Con quella voce aveva transitato nel femminismo, portandosi in testa il suo labirinto-foemina, come una corona da regina.
E’ pur vero che aveva anche altre qualità: naso greco, bocca piena, mani quasi aristocratiche e, soprattutto, un fondoschiena che si slargava in basso, a forma di mandòla, di grande effetto e di sicura provocazione, e che lei si portava appresso ben schiacciato nei jeans, ma percepibile in tutte le sue fattezze anche sotto gonne larghe e vestiti, appunto come uno strumento musicale, come un privilegiato testimonial della sua personalità da artista.
Camminava con passo bene attaccato al suolo, arpionando l’asfalto,e nello stesso tempo sembrava che si staccasse a dieci centimetri da terra, quasi che avesse sotto i piedi un cuscinetto d’aria, sia che portasse scarpe, sia sandali o zoccoli.

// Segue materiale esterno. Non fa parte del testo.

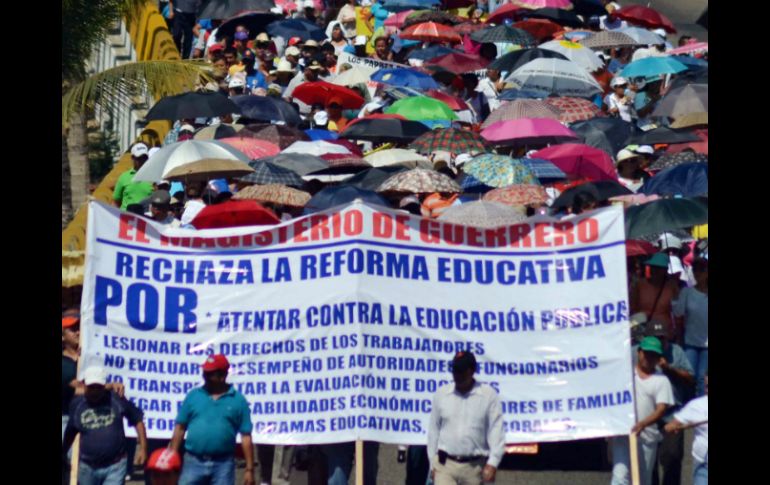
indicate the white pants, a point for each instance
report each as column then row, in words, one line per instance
column 621, row 460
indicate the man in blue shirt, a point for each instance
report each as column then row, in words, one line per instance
column 212, row 415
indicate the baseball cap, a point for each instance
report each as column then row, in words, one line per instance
column 95, row 375
column 164, row 460
column 216, row 362
column 651, row 344
column 140, row 149
column 463, row 361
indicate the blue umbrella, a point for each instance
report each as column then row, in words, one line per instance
column 688, row 180
column 405, row 78
column 652, row 66
column 339, row 195
column 296, row 28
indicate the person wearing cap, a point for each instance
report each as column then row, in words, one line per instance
column 211, row 416
column 97, row 416
column 128, row 192
column 466, row 441
column 653, row 395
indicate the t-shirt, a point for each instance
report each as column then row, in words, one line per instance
column 650, row 392
column 102, row 440
column 212, row 424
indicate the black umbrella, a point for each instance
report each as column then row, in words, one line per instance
column 224, row 9
column 192, row 105
column 663, row 135
column 514, row 60
column 255, row 22
column 384, row 130
column 265, row 108
column 561, row 17
column 608, row 134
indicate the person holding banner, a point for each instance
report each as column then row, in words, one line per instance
column 212, row 415
column 466, row 441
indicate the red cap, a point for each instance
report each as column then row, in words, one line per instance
column 216, row 362
column 164, row 460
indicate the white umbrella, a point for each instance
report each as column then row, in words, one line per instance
column 177, row 154
column 556, row 76
column 316, row 148
column 576, row 53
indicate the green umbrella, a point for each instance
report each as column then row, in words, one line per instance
column 421, row 108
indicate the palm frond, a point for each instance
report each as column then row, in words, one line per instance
column 121, row 86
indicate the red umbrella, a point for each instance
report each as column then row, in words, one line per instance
column 577, row 160
column 430, row 32
column 234, row 213
column 459, row 63
column 645, row 17
column 321, row 92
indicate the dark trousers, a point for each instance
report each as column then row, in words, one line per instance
column 670, row 454
column 183, row 25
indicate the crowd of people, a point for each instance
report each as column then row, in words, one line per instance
column 668, row 278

Forse era di quelle donne che si perdono aggirandosi per casa, o che si giocano un uomo a burraco. O di quelle che, quando hanno una ferita dentro, se la portano a tracolla, come la fascia dorata delle reginette di bellezza.

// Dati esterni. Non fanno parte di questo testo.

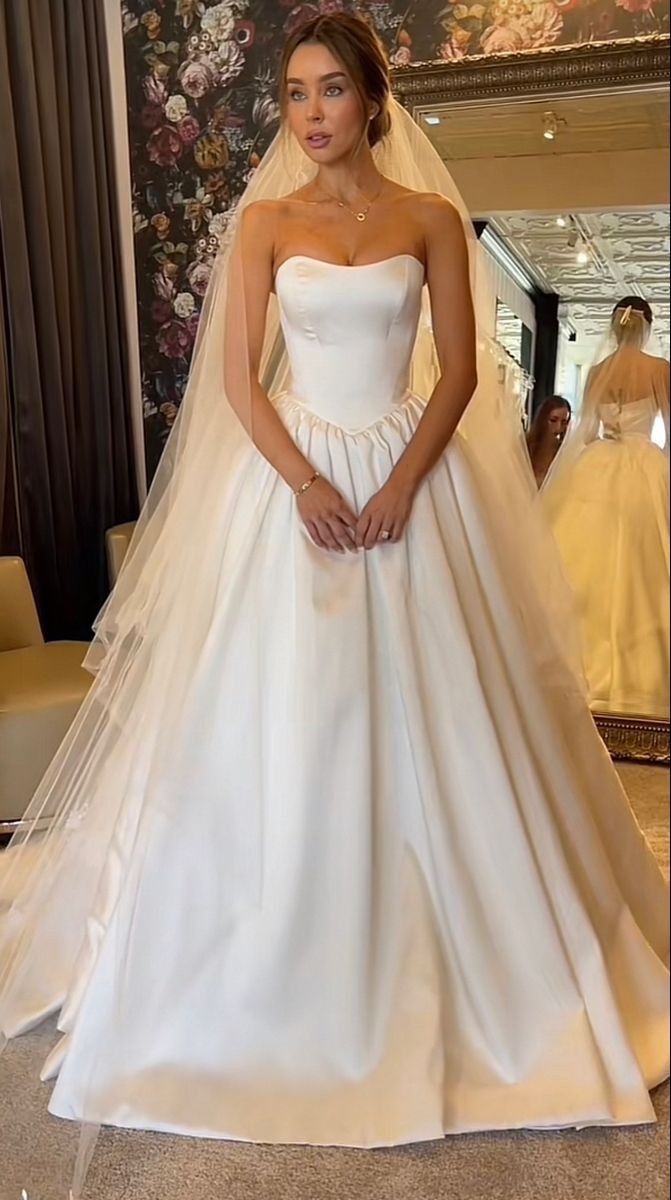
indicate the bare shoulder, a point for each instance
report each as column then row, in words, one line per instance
column 257, row 214
column 436, row 214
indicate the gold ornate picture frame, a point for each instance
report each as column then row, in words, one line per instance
column 593, row 67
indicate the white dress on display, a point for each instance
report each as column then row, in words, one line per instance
column 375, row 880
column 610, row 514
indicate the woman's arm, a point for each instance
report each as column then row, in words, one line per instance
column 454, row 333
column 328, row 519
column 250, row 287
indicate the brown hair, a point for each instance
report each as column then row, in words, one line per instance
column 539, row 424
column 355, row 45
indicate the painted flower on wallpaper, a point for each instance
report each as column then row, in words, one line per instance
column 203, row 105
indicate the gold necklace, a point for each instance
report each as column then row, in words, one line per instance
column 359, row 215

Insomma non era, o a lui non appariva, come tante altre.  
Tuttavia quella di colei restava pur sempre una questione di voce, al punto che  sabato scorso, alla vernice di Anton Tàpies, presso la Galleria Gaspar, avendogli lei rivolto la parola, anzi la voce, ne era rimasto folgorato: ma non tanto da perdere i sensi, come dice di sé Dante (vedi Vita Nova) al saluto di Beatrice, bensì piuttosto con gli effetti da emozione travolgente, che squassa le membra, quali li descrive Saffo nel famoso “fàinetai moi kénos” alla vista dell’amata e cioè:
      lingua che s’inceppa,
      fuoco sottile che corre sotto la pelle,
      vista che si oscura,
      sudorazione improvvisa,
“sono più verde dell’erba/e quasi morta mi sento”, aveva detto appunto Saffo (frammento n. 31).

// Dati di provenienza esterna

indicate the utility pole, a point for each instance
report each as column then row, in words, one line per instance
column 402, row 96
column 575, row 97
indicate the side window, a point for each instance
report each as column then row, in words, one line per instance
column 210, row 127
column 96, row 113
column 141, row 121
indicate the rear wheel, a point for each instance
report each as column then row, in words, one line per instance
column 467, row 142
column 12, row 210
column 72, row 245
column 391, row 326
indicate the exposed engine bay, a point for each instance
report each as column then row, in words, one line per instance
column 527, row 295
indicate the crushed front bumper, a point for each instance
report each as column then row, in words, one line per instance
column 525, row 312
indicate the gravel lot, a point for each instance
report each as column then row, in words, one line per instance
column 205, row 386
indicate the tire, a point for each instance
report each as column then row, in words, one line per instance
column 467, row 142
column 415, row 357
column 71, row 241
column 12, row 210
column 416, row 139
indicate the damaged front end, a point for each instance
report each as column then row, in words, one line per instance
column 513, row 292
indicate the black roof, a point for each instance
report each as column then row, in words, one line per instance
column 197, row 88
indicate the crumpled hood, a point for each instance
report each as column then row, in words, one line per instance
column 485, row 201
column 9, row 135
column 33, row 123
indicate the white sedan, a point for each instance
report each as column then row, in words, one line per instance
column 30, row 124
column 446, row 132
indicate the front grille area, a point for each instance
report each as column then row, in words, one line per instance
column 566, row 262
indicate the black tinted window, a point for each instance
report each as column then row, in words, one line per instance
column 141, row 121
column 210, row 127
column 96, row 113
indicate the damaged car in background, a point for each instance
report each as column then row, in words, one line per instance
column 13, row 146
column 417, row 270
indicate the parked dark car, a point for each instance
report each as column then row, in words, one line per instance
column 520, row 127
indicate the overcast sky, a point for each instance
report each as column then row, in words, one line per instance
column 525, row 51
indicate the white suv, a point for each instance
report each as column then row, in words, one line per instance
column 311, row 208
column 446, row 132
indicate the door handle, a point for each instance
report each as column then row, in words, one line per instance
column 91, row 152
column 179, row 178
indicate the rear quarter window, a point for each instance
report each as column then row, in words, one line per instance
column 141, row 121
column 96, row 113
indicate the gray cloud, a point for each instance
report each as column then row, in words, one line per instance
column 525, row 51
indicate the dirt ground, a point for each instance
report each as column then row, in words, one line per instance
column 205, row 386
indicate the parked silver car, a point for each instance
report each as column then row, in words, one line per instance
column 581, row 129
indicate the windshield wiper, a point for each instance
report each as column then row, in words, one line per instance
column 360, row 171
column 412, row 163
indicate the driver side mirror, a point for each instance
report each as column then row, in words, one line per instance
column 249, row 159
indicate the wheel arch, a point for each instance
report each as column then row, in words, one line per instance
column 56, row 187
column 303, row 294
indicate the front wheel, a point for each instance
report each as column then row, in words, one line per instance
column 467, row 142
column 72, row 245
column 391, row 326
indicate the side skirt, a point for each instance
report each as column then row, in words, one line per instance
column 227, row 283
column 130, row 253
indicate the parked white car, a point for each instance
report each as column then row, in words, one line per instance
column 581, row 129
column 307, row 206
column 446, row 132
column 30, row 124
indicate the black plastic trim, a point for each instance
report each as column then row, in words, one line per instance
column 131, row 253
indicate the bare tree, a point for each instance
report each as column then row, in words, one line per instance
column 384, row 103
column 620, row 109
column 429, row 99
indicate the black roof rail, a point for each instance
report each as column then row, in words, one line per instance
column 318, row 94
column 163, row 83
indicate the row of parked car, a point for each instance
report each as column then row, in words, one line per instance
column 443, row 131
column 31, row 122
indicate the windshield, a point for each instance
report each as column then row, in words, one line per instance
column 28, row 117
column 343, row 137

Quando si riebbe, fu invaso da uno strano eppur legittimo desiderio.
Avrebbe voluto adagiarla per terra e cercarla in mezzo alle gambe, nel punto in cui la stoffa dei jeans e degli slip si sarebbe spontaneamente aperta, senza che vi fossero ganci la slacciare, cerniere o bottoni, e…
L’avrebbe scopata lì, pardon, le avrebbe fatto l’amore, proprio lì, sulla moquette nera, tra i piedi  della gente, visibili o invisibili, pas de problème, sor­ridendo come l’Apollo di Veio, anzi ridendo. Glielo avrebbe fatto a lungo, pur­chè lei avesse continuato a parlargli con quella sua voce  alta e morbida, rotonda e limpida, modulata e diretta, che non gli colpiva il viso, l’udito, l’ipofisi o l’immaginazione, ma gli dava una botta all’ organo collocato per legge di natura più in basso del basso ventre e che la gente volgare, quella proprio volgare, suole chiamare in un modo che qui non si può dire.
Forse perché quella voce, appunto, era alta e morbida, rotonda e limpida, modulata e diretta.